Warum das Statistische Bundesamt das Wirtschaftswachstum, besser: die Schrumpfung des BIP für die Jahre 2023 und 2024 nachträglich nach unten korrigieren musste

Im Februar 2025 hat das Statistische Bundesamt die Publikation „Volkswirtschaftliche Gesamtrechnungen. Wichtige Zusammenhänge im Überblick 2024“ veröffentlicht. Ich habe Ihnen das im Materialordner eingestellt. Und wenn Sie da rein geschaut haben, dann finden Sie auf der Seite 10 diese Abbildung mit den Zahlen zum langfristigen Wirtschaftswachstum in Deutschland.

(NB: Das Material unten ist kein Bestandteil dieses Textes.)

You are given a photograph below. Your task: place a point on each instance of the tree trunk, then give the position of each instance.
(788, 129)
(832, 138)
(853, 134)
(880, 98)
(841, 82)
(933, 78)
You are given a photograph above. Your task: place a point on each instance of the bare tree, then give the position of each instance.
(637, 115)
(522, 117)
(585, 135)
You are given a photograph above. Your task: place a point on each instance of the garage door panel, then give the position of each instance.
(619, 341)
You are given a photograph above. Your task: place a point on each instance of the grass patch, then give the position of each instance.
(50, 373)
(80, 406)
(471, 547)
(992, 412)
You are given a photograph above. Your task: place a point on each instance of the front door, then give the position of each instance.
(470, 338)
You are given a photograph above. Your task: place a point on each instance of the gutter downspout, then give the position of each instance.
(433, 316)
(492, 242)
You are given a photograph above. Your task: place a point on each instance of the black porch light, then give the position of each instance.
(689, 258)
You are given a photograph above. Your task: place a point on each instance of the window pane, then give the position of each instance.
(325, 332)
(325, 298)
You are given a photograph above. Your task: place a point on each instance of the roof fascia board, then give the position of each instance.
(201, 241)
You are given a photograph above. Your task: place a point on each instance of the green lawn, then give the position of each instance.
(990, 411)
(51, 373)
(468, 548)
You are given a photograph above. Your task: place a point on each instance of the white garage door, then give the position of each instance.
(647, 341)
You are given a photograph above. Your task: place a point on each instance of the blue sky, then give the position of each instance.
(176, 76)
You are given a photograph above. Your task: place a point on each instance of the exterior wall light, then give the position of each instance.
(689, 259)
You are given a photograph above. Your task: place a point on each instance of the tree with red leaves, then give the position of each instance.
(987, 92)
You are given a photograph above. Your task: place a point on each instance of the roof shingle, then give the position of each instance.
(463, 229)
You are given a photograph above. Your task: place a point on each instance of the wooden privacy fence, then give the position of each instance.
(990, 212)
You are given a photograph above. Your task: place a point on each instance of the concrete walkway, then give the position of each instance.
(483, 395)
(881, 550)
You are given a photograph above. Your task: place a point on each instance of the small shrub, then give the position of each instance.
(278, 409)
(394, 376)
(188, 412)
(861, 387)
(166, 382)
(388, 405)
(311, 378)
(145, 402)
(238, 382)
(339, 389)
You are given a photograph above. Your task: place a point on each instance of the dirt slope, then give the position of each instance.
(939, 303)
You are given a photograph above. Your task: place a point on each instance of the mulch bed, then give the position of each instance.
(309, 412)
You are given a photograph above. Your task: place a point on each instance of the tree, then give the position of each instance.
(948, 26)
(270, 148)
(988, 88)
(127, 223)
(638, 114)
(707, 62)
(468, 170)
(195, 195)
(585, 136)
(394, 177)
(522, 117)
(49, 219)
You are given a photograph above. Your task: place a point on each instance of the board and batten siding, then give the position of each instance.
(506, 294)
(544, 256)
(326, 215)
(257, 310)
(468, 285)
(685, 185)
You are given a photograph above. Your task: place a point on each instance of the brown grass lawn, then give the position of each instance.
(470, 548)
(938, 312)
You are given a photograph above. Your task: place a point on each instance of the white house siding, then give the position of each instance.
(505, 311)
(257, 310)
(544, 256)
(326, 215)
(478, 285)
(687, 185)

Für die beiden vergangenen Jahre 2023 und 2024 sehen Sie dort zwei negative Prozentwerte -0,3 Prozent für 2023 und -0,2 Prozent für 2024). Das ist schon schlimm genug, zwei Jahre hintereinander kein Wachstum. Aber tatsächlich war es noch schlimmer. Im Sommer 2025 meldete das Statistische Bundesamt neue prozentuale Veränderungsrate das BIP betreffend. 

Der Einbruch der am BIP gemessenen volkswirtschaftlichen Wertschöpfung war 2023 drei Mal und 2024 zweieinhalb Mal so groß wir bislang ausgewiesen.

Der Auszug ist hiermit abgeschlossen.